Time not right for public registers of beneficial ownership, says OECD tax chief

15 Jun 16

It is not yet time to implement public country-by-country reporting for multinational firms or public registers of beneficial ownership, the director of the OECD’s centre for tax policy has argued.

Speaking at an evidence session for the UK’s All Party Parliamentary Group on Responsible Tax yesterday, Pascal Saint-Amans explained that some key countries are opposed to the idea and that the quality of data in registers is not yet up to the necessary level.

Saint-Amans said that big capital-exporting countries – namely Japan and the US – were against the concept of public country-by-country reports, which would see multinationals obliged to publish reports on their activities in every jurisdiction in which they operate, preventing opportunities for tax avoidance.

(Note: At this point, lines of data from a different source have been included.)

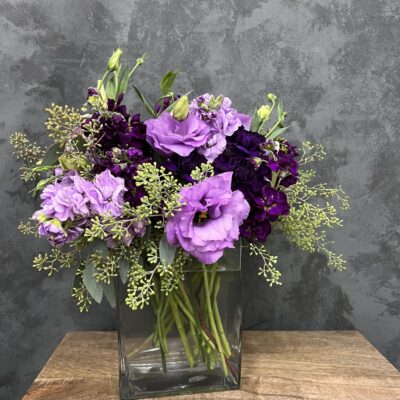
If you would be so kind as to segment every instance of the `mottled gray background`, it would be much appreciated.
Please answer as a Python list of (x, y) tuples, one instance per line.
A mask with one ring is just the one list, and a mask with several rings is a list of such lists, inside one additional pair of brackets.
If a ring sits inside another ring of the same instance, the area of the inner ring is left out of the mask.
[(17, 232), (34, 204), (7, 137), (45, 143), (44, 107), (79, 105), (118, 45), (150, 54), (138, 75), (150, 95), (169, 68), (187, 71), (185, 91), (224, 93), (243, 111), (273, 91), (289, 137), (326, 145), (321, 176), (351, 197), (334, 236), (348, 269), (275, 241), (284, 285), (268, 289), (247, 260), (244, 325), (355, 328), (399, 366), (399, 15), (398, 0), (0, 0), (0, 398), (20, 398), (66, 332), (115, 327), (105, 305), (79, 314), (70, 272), (31, 268), (45, 245)]

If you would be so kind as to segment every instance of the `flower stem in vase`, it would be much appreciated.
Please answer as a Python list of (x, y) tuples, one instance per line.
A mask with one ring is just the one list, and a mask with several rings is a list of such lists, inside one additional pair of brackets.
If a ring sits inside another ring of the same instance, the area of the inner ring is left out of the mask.
[[(224, 370), (224, 375), (227, 376), (228, 369), (227, 369), (226, 362), (225, 362), (225, 354), (224, 354), (224, 351), (222, 348), (222, 343), (221, 343), (221, 339), (218, 334), (217, 326), (215, 324), (213, 308), (211, 306), (210, 283), (208, 281), (208, 276), (207, 276), (208, 272), (207, 272), (207, 269), (204, 264), (202, 264), (201, 268), (203, 270), (203, 280), (204, 280), (204, 290), (205, 290), (205, 297), (206, 297), (205, 301), (206, 301), (206, 306), (207, 306), (207, 315), (210, 320), (211, 331), (212, 331), (215, 341), (217, 343), (218, 352), (220, 353), (221, 364), (222, 364), (222, 368)], [(214, 273), (215, 273), (215, 271), (213, 272), (213, 274)]]

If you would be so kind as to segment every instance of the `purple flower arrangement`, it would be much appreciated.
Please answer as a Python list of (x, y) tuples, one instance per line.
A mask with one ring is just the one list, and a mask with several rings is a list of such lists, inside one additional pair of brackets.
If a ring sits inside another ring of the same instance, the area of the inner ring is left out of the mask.
[[(170, 301), (187, 300), (184, 271), (193, 262), (203, 271), (217, 271), (228, 249), (247, 246), (261, 257), (259, 275), (280, 284), (276, 257), (267, 250), (276, 229), (301, 249), (325, 252), (328, 263), (343, 266), (341, 256), (325, 248), (325, 231), (341, 223), (327, 199), (336, 197), (343, 208), (347, 200), (341, 189), (310, 183), (315, 172), (300, 167), (321, 158), (323, 150), (309, 142), (297, 148), (282, 137), (286, 112), (275, 95), (268, 94), (266, 104), (248, 115), (225, 95), (189, 99), (174, 93), (177, 73), (169, 71), (161, 79), (159, 99), (151, 102), (130, 83), (144, 57), (130, 67), (121, 55), (120, 49), (112, 55), (81, 109), (53, 105), (47, 110), (49, 148), (29, 144), (22, 133), (11, 137), (25, 161), (22, 177), (38, 181), (32, 191), (41, 200), (33, 225), (21, 224), (21, 230), (53, 246), (35, 258), (37, 269), (52, 274), (75, 267), (72, 295), (81, 310), (100, 302), (103, 293), (110, 299), (117, 277), (127, 286), (125, 302), (133, 310), (167, 304), (156, 332), (162, 348), (168, 321), (176, 317)], [(129, 87), (148, 118), (128, 112)], [(326, 204), (318, 205), (315, 196)], [(206, 275), (195, 281), (203, 279)], [(227, 375), (230, 350), (226, 343), (225, 351), (218, 347), (225, 340), (218, 310), (206, 309), (203, 318), (191, 309), (180, 312), (187, 327), (193, 330), (195, 320), (196, 329), (202, 327), (197, 348), (205, 346), (207, 365), (219, 357)], [(219, 331), (204, 321), (215, 321)], [(180, 322), (175, 320), (184, 335)], [(182, 342), (192, 365), (184, 336)]]

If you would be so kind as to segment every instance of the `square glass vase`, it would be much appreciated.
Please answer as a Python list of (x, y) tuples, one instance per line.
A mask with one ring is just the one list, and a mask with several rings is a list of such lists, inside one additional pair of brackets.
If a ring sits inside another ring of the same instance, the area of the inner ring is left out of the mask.
[(117, 288), (119, 386), (123, 400), (237, 389), (241, 362), (241, 253), (213, 265), (193, 259), (169, 293), (133, 311)]

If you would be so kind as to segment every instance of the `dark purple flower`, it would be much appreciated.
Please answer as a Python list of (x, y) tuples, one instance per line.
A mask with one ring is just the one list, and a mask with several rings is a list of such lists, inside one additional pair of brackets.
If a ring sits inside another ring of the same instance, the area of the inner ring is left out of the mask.
[(265, 241), (271, 222), (289, 213), (285, 193), (272, 188), (271, 179), (276, 172), (281, 186), (296, 183), (296, 156), (296, 148), (287, 141), (266, 142), (244, 128), (227, 138), (225, 151), (213, 165), (217, 173), (233, 171), (233, 189), (240, 190), (250, 204), (249, 217), (241, 227), (244, 237)]

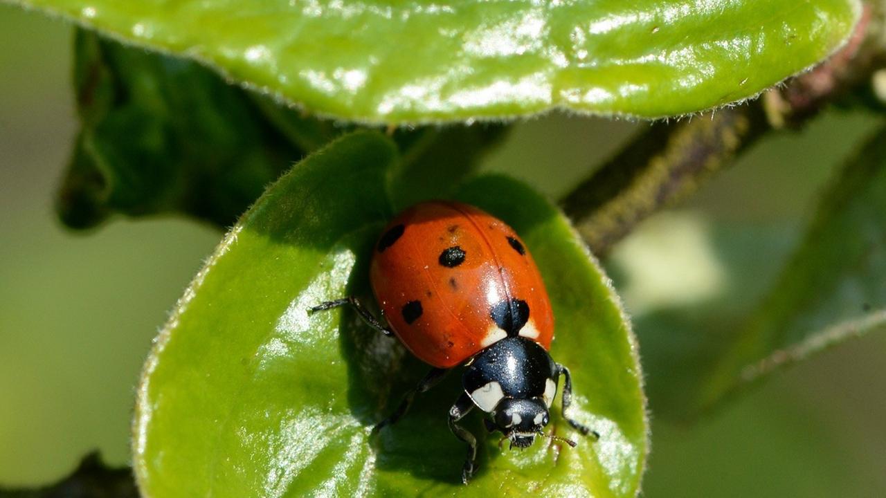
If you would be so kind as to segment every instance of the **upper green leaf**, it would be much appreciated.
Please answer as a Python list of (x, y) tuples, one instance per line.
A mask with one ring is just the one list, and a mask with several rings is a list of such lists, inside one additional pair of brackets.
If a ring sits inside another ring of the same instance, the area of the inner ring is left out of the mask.
[(858, 0), (15, 0), (371, 122), (553, 107), (660, 117), (755, 95), (844, 41)]
[[(565, 219), (501, 177), (455, 197), (503, 218), (532, 252), (558, 323), (552, 355), (572, 371), (573, 415), (600, 440), (501, 450), (471, 415), (480, 467), (464, 487), (465, 447), (446, 424), (458, 371), (370, 434), (428, 367), (348, 310), (307, 310), (370, 295), (368, 259), (393, 214), (398, 160), (381, 135), (346, 136), (272, 185), (219, 245), (145, 365), (134, 465), (146, 496), (636, 494), (647, 424), (627, 321)], [(558, 409), (552, 427), (580, 438)]]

Campaigners have been pushing for such reports to be made public, rather than distributed only between tax authorities as is the current plan.

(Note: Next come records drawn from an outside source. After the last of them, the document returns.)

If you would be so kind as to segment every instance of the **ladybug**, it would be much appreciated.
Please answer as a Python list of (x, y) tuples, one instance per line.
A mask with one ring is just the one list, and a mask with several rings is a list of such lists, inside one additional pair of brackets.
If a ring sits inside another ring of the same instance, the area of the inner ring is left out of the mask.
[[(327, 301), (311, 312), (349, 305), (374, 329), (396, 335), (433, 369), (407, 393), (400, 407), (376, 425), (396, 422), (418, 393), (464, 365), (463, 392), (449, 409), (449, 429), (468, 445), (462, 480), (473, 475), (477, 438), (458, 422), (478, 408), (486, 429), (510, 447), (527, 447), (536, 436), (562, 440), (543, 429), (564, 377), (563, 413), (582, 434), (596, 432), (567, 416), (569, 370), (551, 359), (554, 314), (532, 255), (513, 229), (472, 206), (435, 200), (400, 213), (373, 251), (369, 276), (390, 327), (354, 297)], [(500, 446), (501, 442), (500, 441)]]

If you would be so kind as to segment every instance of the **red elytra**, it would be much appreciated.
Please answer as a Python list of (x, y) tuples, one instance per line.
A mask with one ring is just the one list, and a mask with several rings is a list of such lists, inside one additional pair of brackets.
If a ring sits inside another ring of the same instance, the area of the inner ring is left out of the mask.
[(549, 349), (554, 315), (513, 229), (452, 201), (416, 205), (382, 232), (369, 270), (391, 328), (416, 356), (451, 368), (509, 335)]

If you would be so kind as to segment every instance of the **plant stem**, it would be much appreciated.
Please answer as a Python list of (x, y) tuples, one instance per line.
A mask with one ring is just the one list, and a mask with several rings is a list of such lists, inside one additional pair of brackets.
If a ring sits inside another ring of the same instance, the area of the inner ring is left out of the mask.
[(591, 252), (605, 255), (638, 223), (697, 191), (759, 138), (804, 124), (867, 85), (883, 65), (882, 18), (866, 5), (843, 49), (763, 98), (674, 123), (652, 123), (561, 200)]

But Saint-Amans stressed the initiative wouldn’t work without these nations on board, and other countries would not be able to ensure the information being relayed to them by multinational companies was relevant and accurate.

Similarly, he argued the quality of the information that would stock public registries on beneficial ownership is not high enough.

“[A public] registry itself is not a solution if it is not properly fed with information,” he said, pointing out that a lot of the information in existing public registers is poor quality or has not been properly collected.

“That can do a lot of damage if you have a number of financial institutions relying on the register, and the same for the public,” he stressed. “I think the main challenge for today is how to ensure this information is properly filled in.

“We definitely need to improve and that’s the new challenge. Maybe we will end up with public registries, but before that we need to ensure that information is properly collected, all the checks are made, and it’s accessible. By jumping too quickly on the final product we should not forget about the different steps to get there, and there is a lot of work to do.”

Responding to a point raised by an audience member, who highlighted that public scrutiny would likely provide the pressure to improve quality, Saint-Amans said he was not confident this would happen.

“I don’t disagree that publicity will apply some pressure, but it will not be good enough,” he said.

Saint-Amans also responded to some common criticisms of the OECD’s Base Erosion and Profit Shifting (BEPS) project, which outlined a number of recommendations meant to overhaul the international tax system and prevent tax avoidance by multinational companies.

The first relates to the project being merely a “sticking plaster” for problems in the system. Pascal disputed this, highlighting a recent warning by Wall Street that the BEPs project may hit profits. He said this demonstrated the OECD’s work was having an impact on firms.

Another criticism is that the BEPs project has only introduced more complexity and uncertainty in the system, creating new loopholes to be exploited, deterring investment and harming businesses.

Responding to that, Saint-Amans acknowledged uncertainty was created. He said: “If we provide full certainty to taxpayers, then we reopen the ability to plan, because if you know where the line is you can go beyond it.

“So there is a degree of uncertainty that is created [with BEPS], and this is exactly to make taxpayers more responsible. I think this is not creating the opportunity to plan, but to be more conservative. This complexity is about uncertainty, not creating loopholes.”

BEPs recommendations, which were finalised last year, are now in the implementation phase. Saint-Amans said, along with other developments over the last eight years, there had been substantial progress in combating international tax avoidance and increasing transparency.